Monday, June 13, 2016

1st 5 Pages June Workshop - Bartlett Rev 1

Name: Claire Bartlett
Title: Night Witches
Genre: YA Fantasy
Revision 1

Valka heard the hum of warcraft too late. The organized cacophany of industry filled the factory to the brim, leaving her oblivious to the oncoming storm from the south until her supervisor rushed over, flushed and gasping.

Her stomach twisted. God, she thought, even though good Union girls weren’t supposed to think about God anymore. I’m fired. They’d only taken her on out of a sense of charity, and she’d been waiting three years for Mrs. Rodoya to realize her mistake. How could a girl with no legs work in a factory that made them?

Slim, multi-jointed metal legs drifted past on the conveyor belt, twitching and trembling with traces of magic. Valka picked one up and checked the joints, tested the gears, working her fingers along its oily bones. She tried to calm the leg as she worked, but her hands shook with fear as she waited for Mrs. Rodoya’s judgment call.
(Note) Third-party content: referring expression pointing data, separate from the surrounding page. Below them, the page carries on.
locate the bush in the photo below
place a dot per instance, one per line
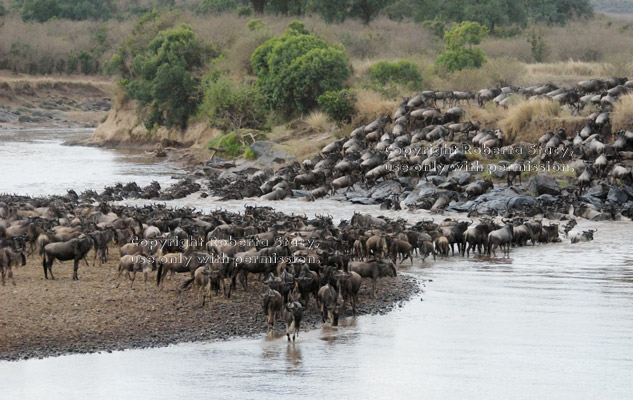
(401, 72)
(256, 25)
(228, 105)
(161, 76)
(457, 56)
(339, 106)
(504, 71)
(216, 6)
(455, 60)
(236, 143)
(296, 68)
(43, 10)
(244, 12)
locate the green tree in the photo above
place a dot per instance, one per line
(339, 10)
(339, 106)
(229, 105)
(163, 75)
(296, 68)
(457, 56)
(402, 72)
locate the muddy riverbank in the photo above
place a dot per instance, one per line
(50, 318)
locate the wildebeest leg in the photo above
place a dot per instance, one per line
(75, 269)
(373, 283)
(44, 266)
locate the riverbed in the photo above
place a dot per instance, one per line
(555, 321)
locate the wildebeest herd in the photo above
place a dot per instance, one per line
(296, 257)
(420, 147)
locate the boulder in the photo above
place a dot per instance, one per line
(617, 196)
(543, 184)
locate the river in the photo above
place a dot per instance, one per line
(551, 322)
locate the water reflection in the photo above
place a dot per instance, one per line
(34, 162)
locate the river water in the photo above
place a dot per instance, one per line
(551, 322)
(34, 162)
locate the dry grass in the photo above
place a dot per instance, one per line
(318, 121)
(521, 119)
(622, 116)
(589, 41)
(371, 105)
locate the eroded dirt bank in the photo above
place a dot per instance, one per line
(42, 318)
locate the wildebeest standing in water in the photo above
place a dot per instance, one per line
(74, 249)
(293, 316)
(272, 303)
(331, 302)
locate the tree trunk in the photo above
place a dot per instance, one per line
(258, 6)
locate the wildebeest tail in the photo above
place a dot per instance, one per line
(187, 283)
(159, 273)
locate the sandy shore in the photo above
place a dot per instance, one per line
(42, 318)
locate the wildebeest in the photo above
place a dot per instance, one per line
(331, 303)
(402, 248)
(442, 246)
(8, 259)
(349, 285)
(373, 269)
(293, 316)
(307, 283)
(500, 238)
(377, 246)
(585, 236)
(135, 263)
(74, 249)
(271, 303)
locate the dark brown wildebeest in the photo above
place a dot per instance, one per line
(73, 249)
(377, 246)
(134, 264)
(307, 283)
(349, 287)
(331, 302)
(402, 248)
(271, 303)
(293, 314)
(373, 269)
(8, 259)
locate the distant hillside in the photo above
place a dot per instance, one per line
(613, 6)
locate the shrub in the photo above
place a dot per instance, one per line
(401, 72)
(462, 58)
(216, 6)
(339, 106)
(228, 105)
(161, 76)
(457, 56)
(235, 143)
(245, 12)
(256, 25)
(296, 68)
(504, 71)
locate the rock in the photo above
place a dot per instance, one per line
(547, 199)
(7, 117)
(543, 184)
(521, 202)
(436, 179)
(497, 171)
(266, 155)
(448, 186)
(617, 196)
(459, 177)
(384, 190)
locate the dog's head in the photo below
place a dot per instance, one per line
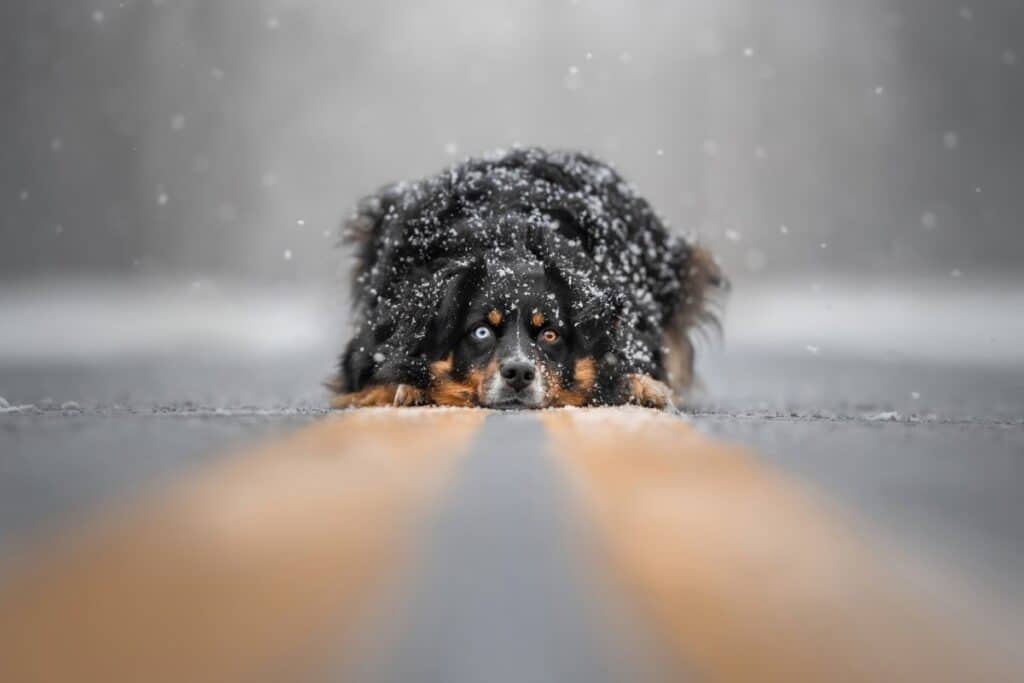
(505, 338)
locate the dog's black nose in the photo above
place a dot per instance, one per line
(517, 374)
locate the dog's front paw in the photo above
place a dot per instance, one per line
(645, 390)
(407, 394)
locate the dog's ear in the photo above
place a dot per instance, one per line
(455, 279)
(701, 286)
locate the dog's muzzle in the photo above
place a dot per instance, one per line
(516, 384)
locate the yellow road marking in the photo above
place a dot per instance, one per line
(747, 575)
(241, 572)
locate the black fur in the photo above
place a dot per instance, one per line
(424, 249)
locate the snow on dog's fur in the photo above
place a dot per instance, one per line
(526, 279)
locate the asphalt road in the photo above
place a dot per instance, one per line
(932, 457)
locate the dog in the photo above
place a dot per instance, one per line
(525, 279)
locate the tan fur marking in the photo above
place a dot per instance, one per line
(645, 390)
(407, 394)
(585, 373)
(444, 390)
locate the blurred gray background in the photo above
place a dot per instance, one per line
(228, 137)
(173, 174)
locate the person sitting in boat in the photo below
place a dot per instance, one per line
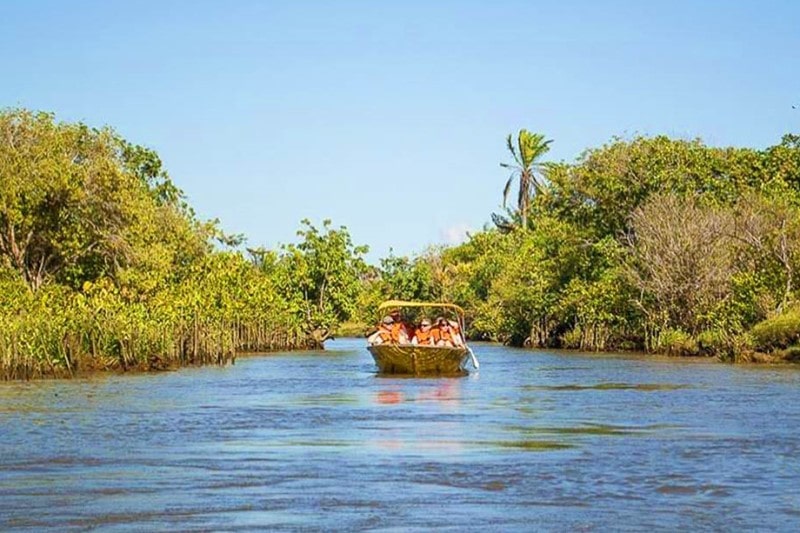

“We need to evacuate,” Mrs. Rodoya said. Her tidy hair had fallen from its bun and lay half unfurled on her square shoulders. The leg fell back on the conveyor belt with a sharp clang. “Get your things.”

Valka gripped the sides of the conveyor as fear flashed through her. “What’s happening?” she said. But Mrs. Rodoya was already spinning away, running around the conveyor belt to the girls on the opposite side.

No drill had been scheduled for today. Valka looked over at the line of posters glued to the wall, sticky with old oil and dust. REMEMBER GOREVA. The Elda figure had been reduced to a shadow, gripping the neck of a woman even as she shielded her baby with her body. If Mrs. Rodoya said evacuate, it meant the Elda were coming. And everyone knew that when the Elda finally attacked Tammin Reaching, they’d aim for the factories. The Union army relied on the high quality production of the factories in Tammin, which meant the army relied on Valka. Which meant that when she abandoned her post, she’d abandon the Union.

The hissing, ratcheting, clanging of the factory faded until every machine on the floor had stilled. Silence descended like a blanket of snow. Whispers swept around the room in soft, hissing syllables as the machines wound down for the first time in years. Even when Valka finished her shifts, another girl came to oversee the machines as they ground through the night, churning out parts for the army. The silence felt like a promise broken.

For a moment it seemed as though that whole world had turned off like a radio. Then she heard it - a low hum, like some enraged cloud of insects. Elda aircraft. Elda witchcraft. The fear returned doubly strong.

“Girls!” Mrs Rodoya’s trembling voice rang out over the factory hall. Valka turned her wheelchair away from the conveyor belt and pushed towards the sound of Mrs. Rodoya’s voice, oily hands slipping on the wheels.

Mrs. Rodoya stood in the middle of the hall, ramrod straight, her hands clasped just over her belly. “We’ve practiced this before, girls. Let’s make an orderly exit, please.” Mrs. Rodoya loved order. Sometimes Valka thought she’d rather let a bomb fall on the whole factory than allow her girls to disturb the precious order.

Valka pushed her chair towards the door, fighting the oil on her hands and the metal filings and barbs that the chair had picked up from the factory floor. Slivers of living steel bit into her palm. She grit her teeth. She’d been able to walk for years now, but Mrs. Rodoya had only hired her on the condition that she stay in her chair. “We can’t have you overworking yourself,” she’d said.

The girls lined up - neatly, of course. Their shelter was a ten-minute trip, and right now Valka wanted nothing more than to stay where it was warm and safe. They want to bomb the factories, she thought, trying to convince herself to go out where she could see the Elda dragons and their bombs as they came to kill her. The other girls formed a line of pairs, hands clasped. At least they had a friend to hold on to. Valka got to go to the end of the line, and Mrs. Rodoya was her partner. Everyone assumed she’d be too slow to keep up.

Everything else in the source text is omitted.